The limitations in this section do not apply to a party’s indemnification obligations, or to liability arising from a party’s fraud, gross negligence, or willful misconduct.
16. Indemnification
You agree to defend, indemnify, and hold harmless HousingShield from claims, damages, and expenses arising out of your use of the Service, your Customer Data, or your violation of these Terms or applicable law, except to the extent caused by HousingShield’s own misconduct.
17. Confidentiality
Each party may receive confidential information of the other. Each party agrees to protect the other’s confidential information and to use it only as needed to perform under these Terms or a Customer Agreement. Confidentiality may be addressed in more detail in a separate nondisclosure agreement.
18. Governing law
These Terms and any disputes arising out of or related to them shall be governed by and construed in accordance with the laws of the State of North Carolina, without regard to its conflict of law principles.

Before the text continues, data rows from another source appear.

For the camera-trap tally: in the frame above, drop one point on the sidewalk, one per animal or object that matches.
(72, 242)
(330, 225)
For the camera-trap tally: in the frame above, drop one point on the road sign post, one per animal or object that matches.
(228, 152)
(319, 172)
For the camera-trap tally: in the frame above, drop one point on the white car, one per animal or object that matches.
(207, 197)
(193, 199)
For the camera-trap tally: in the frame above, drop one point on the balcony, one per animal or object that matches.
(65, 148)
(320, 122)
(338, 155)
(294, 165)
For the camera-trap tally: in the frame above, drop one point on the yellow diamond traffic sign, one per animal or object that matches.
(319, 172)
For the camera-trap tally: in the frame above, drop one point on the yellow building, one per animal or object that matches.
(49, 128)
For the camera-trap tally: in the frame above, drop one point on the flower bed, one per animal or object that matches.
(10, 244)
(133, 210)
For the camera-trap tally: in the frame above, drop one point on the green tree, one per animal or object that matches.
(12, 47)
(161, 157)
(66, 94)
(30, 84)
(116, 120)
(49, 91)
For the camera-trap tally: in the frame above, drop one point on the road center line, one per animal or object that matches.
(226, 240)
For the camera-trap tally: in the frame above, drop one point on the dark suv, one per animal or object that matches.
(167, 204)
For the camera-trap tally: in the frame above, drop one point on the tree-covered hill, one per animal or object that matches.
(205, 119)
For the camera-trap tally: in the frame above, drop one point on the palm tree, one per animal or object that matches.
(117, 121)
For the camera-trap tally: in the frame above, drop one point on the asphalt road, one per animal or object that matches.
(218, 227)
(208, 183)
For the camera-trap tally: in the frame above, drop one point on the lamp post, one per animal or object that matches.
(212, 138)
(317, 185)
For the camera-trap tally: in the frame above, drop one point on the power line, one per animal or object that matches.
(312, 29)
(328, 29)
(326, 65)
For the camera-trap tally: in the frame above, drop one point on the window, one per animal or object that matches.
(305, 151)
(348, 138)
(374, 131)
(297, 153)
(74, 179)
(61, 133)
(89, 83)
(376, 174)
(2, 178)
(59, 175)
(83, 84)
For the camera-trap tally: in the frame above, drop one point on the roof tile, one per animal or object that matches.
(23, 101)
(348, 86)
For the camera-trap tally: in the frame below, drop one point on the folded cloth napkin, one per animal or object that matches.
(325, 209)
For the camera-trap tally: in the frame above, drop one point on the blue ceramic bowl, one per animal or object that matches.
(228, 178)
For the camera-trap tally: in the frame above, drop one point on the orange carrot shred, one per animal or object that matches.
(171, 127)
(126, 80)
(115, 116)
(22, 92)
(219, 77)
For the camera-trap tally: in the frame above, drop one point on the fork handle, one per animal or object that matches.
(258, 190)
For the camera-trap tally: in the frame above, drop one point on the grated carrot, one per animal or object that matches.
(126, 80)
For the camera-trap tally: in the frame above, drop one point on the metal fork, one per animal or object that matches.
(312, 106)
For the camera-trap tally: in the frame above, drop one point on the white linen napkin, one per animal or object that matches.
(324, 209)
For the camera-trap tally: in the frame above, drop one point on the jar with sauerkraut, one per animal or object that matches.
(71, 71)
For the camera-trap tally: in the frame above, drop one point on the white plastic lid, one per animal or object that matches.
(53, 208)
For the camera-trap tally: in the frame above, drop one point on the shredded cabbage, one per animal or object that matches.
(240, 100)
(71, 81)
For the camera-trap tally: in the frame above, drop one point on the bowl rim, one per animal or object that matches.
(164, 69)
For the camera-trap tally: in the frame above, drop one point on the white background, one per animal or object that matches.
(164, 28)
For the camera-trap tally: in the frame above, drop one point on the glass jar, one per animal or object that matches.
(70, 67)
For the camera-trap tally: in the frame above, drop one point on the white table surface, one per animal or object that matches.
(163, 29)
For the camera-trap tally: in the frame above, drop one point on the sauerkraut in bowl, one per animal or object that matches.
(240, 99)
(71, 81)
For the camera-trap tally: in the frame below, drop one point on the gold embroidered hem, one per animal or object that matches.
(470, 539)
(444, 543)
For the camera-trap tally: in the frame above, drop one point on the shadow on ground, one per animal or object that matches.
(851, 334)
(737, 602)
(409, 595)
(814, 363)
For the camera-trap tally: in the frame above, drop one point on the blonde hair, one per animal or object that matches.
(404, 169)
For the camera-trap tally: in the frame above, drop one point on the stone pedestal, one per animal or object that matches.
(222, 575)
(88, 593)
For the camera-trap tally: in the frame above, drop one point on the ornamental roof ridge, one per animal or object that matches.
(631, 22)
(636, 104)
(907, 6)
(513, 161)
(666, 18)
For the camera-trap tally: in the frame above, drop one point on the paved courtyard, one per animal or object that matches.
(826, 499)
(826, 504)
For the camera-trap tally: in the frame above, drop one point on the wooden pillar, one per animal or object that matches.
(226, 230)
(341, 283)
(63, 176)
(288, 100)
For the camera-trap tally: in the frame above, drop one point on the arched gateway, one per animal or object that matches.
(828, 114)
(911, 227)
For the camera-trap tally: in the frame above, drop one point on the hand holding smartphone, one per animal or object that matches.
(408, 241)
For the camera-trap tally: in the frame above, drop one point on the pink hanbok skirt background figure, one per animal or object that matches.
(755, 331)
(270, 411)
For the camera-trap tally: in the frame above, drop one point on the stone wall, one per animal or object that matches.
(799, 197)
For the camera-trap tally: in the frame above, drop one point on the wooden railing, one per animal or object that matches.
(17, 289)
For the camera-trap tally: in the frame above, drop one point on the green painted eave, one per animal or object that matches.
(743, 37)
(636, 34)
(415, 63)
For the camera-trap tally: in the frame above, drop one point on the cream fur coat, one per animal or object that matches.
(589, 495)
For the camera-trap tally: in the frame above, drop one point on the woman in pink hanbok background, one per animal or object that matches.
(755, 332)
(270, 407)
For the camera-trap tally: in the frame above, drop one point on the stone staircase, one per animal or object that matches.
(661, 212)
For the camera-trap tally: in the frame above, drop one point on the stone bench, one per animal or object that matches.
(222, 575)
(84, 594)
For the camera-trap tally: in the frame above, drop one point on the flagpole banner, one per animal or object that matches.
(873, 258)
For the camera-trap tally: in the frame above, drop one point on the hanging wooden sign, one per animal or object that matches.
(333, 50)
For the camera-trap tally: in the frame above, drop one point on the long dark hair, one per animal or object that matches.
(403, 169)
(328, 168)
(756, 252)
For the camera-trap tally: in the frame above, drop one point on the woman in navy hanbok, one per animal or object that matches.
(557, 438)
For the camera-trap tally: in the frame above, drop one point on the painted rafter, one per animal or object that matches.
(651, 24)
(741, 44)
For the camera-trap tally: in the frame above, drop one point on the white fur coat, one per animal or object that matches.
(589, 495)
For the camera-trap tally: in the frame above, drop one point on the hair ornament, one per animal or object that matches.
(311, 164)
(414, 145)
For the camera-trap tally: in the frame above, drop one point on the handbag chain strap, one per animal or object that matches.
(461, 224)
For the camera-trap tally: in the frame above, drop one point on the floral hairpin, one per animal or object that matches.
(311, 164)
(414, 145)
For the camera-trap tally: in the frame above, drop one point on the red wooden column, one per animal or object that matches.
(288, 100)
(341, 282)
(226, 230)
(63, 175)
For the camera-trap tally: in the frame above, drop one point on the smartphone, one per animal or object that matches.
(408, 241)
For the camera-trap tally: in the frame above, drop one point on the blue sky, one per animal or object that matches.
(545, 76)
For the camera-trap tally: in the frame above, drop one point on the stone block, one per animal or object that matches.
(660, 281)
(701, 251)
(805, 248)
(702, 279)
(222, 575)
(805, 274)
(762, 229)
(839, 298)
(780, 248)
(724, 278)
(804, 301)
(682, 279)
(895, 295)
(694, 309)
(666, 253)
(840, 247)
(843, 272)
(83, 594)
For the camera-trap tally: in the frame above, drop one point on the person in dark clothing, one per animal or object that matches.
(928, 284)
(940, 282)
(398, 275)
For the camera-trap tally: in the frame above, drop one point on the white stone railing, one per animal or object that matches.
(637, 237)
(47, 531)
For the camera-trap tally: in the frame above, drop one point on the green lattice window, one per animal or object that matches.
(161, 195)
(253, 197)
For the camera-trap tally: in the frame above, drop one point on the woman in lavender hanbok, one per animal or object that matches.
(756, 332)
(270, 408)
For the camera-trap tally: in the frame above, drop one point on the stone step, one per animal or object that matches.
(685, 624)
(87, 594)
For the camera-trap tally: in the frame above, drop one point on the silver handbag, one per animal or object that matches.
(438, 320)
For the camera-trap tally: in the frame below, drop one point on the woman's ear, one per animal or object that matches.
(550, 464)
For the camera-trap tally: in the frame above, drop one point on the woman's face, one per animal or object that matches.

Except for claims subject to arbitration as set forth in Section 19, the parties submit to the exclusive jurisdiction of the state and federal courts located in North Carolina.
19. Dispute resolution and arbitration
Any dispute, claim, or controversy arising out of or relating to these Terms or the breach, termination, enforcement, interpretation, or validity thereof, including the determination of the scope or applicability of this agreement to arbitrate, shall be determined by arbitration in North Carolina before one arbitrator. The arbitration shall be administered by the American Arbitration Association (AAA) in accordance with its Commercial Arbitration Rules. Judgment on the award may be entered in any court having jurisdiction. This clause shall not preclude parties from seeking provisional remedies in aid of arbitration from a court of appropriate jurisdiction.
20. Changes to these Terms
We may update these Terms from time to time. When we do, we will revise the effective date below. Your continued use of the Service after an update means you accept the revised Terms.
21. General
These Terms, together with any Customer Agreement and the policies referenced here, are the entire agreement regarding the Service. If any provision is found unenforceable, the rest remains in effect. We may assign these Terms in connection with a merger, acquisition, or sale of assets. Neither party is liable for delays or failures caused by events beyond its reasonable control. Our failure to enforce a provision is not a waiver.